Mas não lhe assiste razão.
O fundamento do recurso interposto pelo A. reconduz-se ao julgamento de facto que incidiu sobre os quesitos 1º, 2º e 3º da base instrutória, os quais, no entendimento de A., não foram objecto de uma correcta ponderação baseada nos testemunhos prestados em audiência de discussão e julgamento.
Ouvida a prova testemunhal referida somos a sufragar o entendimento que do Mmo Juiz que mui doutamente fez constar quanto à sua convicção:
“( ... ) Relativamente ao período posterior, não existe nos autos nenhum documento comprovativo. Ao mesmo tempo, apesar das duas testemunhas reconhecerem que havia uma parte dos postos de trabalho que ainda não tinha lugar descanso semanal a partir de 2001, C confessou que os postos de banco tinham lugar de descanso semanal e o Autor trabalhava também naqueles postos, e que não tinha a certeza que o Autor não gozou de descanso semanal e se quantas vezes a Ré chamou para trabalhar em dias de descanso semanal. Mesmo que MORGA, EDGARDO DAVID reconhecesse o não gozo de descanso semanal pelo Autor na altura, falta da coerência entre o depoimento das duas testemunhas e por isso não se consegue provar o não gozo de descanso semana e o trabalho nos dias de descanso semanal naquele período.

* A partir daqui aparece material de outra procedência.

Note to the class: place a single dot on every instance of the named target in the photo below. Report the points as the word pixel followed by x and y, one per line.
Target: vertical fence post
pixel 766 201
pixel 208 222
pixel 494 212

Quanto ao descanso compensatório, as duas testemunhas negaram a sua concessão para todos os trabalhadores".
Para a prova do facto acima elencado, o Tribunal recorrido louvou-se no depoimento das testemunhas C e D, as quais, quando questionadas directamente sobre a matéria, reconheceram o não gozo de descanso semanal até Dezembro de 2001.
No seu depoimento, a testemunha C reconheceu que os postos de banco, nos quais o A. desempenhava as suas funções, gozavam de descanso semanal.
A mesma testemunha mostrou-se incerta quanto ao facto de aquele ter ou não gozado dias de descanso semanal após Dezembro de 200l.
Verifica-se que os depoimentos de ambas as testemunhas, quando questionadas directamente sobre o não gozo de descanso semanal referente àquele período, são incertos e pouco precisos.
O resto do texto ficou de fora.